Empire Flame sailed on 15 August for Antwerp, Belgium, arriving on 18 August. She departed on 2 September for Cardiff, where she arrived on 4 September. She sailed on 7 September for Cape Henry, Virginia, arriving on 25 September. She sailed from the Hampton Roads the next day for Saint-Nazaire, Loire-Atlantique, France, arriving on 13 October. She then sailed to Brest, Finistère, France, from where she sailed on 13 October for an unrecorded destination.

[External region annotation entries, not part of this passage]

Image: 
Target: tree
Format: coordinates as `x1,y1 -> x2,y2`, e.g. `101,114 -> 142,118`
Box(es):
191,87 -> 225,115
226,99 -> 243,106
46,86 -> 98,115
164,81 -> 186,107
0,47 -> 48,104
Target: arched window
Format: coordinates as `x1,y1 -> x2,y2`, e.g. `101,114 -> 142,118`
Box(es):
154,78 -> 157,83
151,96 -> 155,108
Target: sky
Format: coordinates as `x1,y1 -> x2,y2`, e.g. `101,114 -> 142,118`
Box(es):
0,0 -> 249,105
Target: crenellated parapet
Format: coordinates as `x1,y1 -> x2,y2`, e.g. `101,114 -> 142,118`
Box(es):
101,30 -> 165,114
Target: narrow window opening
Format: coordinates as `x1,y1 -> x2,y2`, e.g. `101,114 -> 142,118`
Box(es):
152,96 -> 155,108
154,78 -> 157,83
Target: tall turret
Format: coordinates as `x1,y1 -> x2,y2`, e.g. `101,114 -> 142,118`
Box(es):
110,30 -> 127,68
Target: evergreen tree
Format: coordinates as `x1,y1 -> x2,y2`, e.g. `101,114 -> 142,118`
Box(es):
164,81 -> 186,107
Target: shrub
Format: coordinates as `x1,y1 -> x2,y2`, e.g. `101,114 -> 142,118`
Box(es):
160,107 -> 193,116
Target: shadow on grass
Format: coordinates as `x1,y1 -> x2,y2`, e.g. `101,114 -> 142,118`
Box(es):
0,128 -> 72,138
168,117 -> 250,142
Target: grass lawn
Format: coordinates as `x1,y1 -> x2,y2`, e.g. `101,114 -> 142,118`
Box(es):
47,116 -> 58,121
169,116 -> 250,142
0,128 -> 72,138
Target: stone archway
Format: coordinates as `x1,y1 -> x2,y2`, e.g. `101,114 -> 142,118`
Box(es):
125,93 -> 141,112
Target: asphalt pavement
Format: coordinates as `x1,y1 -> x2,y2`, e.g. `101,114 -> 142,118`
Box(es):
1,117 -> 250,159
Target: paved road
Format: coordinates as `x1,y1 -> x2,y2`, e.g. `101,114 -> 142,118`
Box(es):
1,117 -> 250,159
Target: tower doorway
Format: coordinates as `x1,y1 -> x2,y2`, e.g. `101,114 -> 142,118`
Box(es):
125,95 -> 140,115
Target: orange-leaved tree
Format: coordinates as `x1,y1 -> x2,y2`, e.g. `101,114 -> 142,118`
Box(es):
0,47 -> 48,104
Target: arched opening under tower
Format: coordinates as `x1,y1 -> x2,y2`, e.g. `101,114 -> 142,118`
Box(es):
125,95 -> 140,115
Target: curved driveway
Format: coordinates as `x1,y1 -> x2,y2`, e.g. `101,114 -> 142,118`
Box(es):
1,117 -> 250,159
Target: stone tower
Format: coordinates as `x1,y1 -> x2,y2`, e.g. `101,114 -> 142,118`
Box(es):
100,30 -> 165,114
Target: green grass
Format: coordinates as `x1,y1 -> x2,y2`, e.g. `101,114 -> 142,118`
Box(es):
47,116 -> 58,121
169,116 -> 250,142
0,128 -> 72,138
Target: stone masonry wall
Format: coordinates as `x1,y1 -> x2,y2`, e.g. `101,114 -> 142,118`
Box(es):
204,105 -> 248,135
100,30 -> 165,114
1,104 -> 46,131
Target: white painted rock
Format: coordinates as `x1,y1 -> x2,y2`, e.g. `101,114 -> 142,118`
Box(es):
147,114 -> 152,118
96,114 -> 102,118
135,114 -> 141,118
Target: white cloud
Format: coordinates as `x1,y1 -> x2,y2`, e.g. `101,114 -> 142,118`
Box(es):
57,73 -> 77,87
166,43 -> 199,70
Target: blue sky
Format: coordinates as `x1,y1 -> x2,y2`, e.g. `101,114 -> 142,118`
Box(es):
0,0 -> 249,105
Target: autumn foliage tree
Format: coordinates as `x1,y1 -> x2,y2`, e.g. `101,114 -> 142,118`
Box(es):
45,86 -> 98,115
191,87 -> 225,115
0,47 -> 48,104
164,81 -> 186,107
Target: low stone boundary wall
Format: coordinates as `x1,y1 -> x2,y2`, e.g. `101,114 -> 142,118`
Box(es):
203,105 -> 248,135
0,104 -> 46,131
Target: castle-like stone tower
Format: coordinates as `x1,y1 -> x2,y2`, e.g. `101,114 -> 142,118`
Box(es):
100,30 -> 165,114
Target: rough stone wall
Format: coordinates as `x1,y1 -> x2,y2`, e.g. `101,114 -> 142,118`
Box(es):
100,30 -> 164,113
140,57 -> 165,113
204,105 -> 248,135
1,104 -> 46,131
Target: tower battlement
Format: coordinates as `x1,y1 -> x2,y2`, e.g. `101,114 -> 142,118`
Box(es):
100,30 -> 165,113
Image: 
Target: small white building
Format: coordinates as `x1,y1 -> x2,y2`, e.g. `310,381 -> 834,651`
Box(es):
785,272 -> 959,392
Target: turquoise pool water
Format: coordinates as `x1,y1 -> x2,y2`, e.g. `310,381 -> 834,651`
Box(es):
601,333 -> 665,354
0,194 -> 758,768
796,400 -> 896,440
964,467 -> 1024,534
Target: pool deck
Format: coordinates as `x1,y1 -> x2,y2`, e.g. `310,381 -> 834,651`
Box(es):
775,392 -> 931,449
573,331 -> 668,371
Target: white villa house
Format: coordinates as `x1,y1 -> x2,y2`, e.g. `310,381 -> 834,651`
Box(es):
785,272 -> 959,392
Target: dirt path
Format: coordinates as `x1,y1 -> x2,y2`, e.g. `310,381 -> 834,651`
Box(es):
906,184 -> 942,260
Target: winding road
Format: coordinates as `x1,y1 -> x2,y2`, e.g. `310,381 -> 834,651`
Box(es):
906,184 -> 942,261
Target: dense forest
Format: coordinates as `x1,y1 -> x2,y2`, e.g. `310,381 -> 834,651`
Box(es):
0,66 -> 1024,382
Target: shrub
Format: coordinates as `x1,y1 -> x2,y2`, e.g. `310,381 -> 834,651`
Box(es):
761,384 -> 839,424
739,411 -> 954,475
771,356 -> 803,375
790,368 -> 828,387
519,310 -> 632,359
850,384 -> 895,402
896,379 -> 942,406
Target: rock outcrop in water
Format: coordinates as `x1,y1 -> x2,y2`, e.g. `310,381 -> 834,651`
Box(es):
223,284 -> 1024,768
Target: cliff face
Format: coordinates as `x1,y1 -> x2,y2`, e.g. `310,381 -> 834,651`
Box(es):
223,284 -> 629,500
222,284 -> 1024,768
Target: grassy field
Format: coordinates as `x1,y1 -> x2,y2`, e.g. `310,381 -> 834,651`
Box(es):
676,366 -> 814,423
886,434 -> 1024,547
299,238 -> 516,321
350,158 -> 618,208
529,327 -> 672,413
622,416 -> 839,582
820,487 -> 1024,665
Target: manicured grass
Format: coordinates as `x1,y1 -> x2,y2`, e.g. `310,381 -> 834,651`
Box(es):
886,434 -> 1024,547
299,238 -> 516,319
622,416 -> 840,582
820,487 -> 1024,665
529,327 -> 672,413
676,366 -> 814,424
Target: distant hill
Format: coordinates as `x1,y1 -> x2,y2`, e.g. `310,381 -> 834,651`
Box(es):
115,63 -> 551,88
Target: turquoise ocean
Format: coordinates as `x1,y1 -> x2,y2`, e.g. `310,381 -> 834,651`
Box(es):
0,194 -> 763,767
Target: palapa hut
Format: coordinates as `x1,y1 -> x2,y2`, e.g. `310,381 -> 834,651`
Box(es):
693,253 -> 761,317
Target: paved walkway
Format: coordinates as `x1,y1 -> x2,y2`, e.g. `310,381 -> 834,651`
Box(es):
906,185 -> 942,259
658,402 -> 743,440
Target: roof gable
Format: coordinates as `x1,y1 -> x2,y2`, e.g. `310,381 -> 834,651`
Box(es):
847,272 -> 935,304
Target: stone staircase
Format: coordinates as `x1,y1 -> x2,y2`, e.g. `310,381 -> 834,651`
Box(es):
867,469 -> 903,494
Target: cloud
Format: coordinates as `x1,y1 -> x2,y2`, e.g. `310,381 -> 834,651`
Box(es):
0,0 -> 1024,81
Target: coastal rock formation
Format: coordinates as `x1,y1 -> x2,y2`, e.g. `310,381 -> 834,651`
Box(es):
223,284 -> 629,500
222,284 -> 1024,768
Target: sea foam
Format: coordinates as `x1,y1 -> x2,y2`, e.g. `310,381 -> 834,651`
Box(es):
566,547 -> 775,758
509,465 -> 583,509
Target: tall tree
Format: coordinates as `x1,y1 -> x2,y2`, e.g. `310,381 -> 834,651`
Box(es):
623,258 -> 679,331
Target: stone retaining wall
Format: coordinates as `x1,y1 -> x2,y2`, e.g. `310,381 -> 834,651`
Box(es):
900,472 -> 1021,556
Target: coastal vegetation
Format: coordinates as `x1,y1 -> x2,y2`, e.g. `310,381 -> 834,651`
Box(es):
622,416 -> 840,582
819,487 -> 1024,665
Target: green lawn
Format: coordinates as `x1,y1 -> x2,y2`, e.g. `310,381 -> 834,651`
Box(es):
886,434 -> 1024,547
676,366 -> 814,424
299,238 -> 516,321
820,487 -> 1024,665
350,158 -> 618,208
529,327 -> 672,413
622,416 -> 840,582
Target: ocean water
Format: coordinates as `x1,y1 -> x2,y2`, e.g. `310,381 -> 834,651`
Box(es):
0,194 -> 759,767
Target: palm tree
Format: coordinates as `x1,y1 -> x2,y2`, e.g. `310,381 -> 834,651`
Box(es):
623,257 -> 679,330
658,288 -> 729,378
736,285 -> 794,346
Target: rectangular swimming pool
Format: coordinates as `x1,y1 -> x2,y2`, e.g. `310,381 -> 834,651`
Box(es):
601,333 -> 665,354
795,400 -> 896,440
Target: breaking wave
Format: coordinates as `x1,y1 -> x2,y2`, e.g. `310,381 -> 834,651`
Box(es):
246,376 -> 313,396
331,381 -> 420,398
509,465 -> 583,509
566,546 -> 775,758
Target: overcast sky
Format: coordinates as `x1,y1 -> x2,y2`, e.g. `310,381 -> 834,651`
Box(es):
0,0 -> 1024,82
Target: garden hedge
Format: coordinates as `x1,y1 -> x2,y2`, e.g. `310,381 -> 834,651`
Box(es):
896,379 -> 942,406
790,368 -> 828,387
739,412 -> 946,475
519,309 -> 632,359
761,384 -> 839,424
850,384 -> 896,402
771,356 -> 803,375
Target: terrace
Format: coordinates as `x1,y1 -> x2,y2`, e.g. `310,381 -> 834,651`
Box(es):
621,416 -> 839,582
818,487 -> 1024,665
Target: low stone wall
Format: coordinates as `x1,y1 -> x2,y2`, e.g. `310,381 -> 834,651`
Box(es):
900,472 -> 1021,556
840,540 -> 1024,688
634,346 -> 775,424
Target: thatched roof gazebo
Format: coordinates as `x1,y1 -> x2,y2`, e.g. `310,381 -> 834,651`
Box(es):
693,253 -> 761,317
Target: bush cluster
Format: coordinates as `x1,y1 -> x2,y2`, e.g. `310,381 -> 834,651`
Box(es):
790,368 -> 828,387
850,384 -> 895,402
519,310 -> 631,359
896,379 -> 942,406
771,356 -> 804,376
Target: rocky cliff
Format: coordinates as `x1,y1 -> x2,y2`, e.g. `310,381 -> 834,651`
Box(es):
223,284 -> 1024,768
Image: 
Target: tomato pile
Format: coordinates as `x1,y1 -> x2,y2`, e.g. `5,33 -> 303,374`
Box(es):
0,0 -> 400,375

Before 1945 was out, Empire Flame was sold to the Crawford Shipping Co Ltd, London and renamed Dunkery Beacon. She was sold in 1955 to OY Larus AB, Finland and renamed Rissa. The Code Letters OFVN were allocated. Her port of registry was Helsinki. She was operated under the management of Rolf Simberg, Malmi, Helsinki. The Finnish Official Number 1170 was allocated. She was assessed at , , 9,905 DWT. Rissa was sold in 1961 to Paulins Rederi A/B, Finland and renamed Augusta Paulin. Her port of registry was changed to Turku. She was operated under the management of Kommanditbolaget Ab Paulin Chartering Oy & Co Kommandiittiyhtiö. In 1962, she was assessed as Ice Class II and the Finnish Official Number 1396 was allocated. In 1964, Augusta Paulin was reassessed at 10,063 DWT. With the introduction of IMO Numbers in the late 1960s, Augusta Paulin was allocated the IMO Number 5030608. In 1967, her port of registry was changed to Nagu. The ship was scrapped in May 1969 in Shanghai.